Di tengah hiruk-pikuk skena musik lokal, balap liar di jalanan arteri, dan rapat karang taruna yang penuh drama, novel ini menggambarkan betapa sulitnya bagi seorang laki-laki untuk mengakui bahwa ia telah salah melangkah. Dunia dalam novel ini adalah tentang persahabatan yang toxic namun setia, tentang obsesi yang lahir dari trauma masa kecil, dan tentang pencarian tempat pulang yang paling jujur.

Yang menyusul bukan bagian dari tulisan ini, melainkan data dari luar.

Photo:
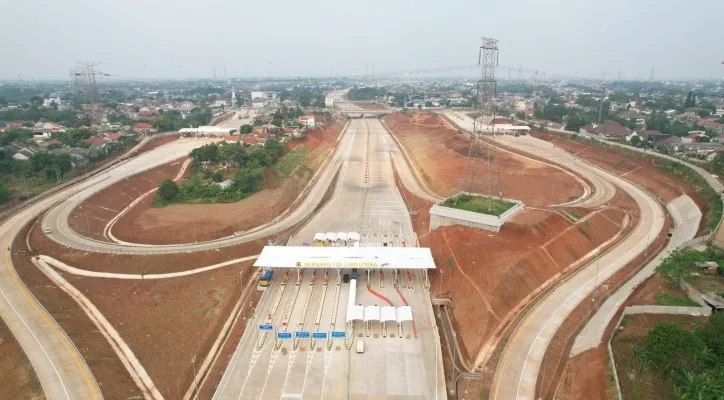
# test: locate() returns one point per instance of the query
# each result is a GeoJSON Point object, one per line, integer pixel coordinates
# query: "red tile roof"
{"type": "Point", "coordinates": [94, 140]}
{"type": "Point", "coordinates": [248, 139]}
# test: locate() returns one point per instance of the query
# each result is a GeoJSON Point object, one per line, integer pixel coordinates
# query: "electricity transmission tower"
{"type": "Point", "coordinates": [479, 151]}
{"type": "Point", "coordinates": [84, 82]}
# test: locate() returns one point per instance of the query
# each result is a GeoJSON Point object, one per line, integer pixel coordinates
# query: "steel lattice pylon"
{"type": "Point", "coordinates": [83, 82]}
{"type": "Point", "coordinates": [487, 87]}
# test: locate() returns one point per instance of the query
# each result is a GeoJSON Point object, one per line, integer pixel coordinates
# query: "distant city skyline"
{"type": "Point", "coordinates": [183, 39]}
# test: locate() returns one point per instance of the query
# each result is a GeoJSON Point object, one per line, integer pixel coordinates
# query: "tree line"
{"type": "Point", "coordinates": [249, 165]}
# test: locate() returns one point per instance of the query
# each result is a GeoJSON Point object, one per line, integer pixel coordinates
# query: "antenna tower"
{"type": "Point", "coordinates": [487, 87]}
{"type": "Point", "coordinates": [84, 77]}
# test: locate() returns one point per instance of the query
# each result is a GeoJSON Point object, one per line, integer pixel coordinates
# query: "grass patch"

Ketika dosa masa lalu terus membayangi dan kebohongan-kebohongan kecil mulai menumpuk menjadi reruntuhan, Riza dipaksa untuk berdiri di persimpangan jalan. Antara terus memeluk bayang-bayang yang menyakitkan, atau melepaskan semuanya untuk menyadari bahwa terkadang, kedewasaan bukanlah tentang mengejar kesempurnaan, melainkan tentang berani memeluk kebenaran yang paling getir sekalipun.
Ini adalah kisah tentang mereka yang tersesat di tengah riuh kota, mencari penebusan di antara melodi yang sumbang dan pelukan yang salah.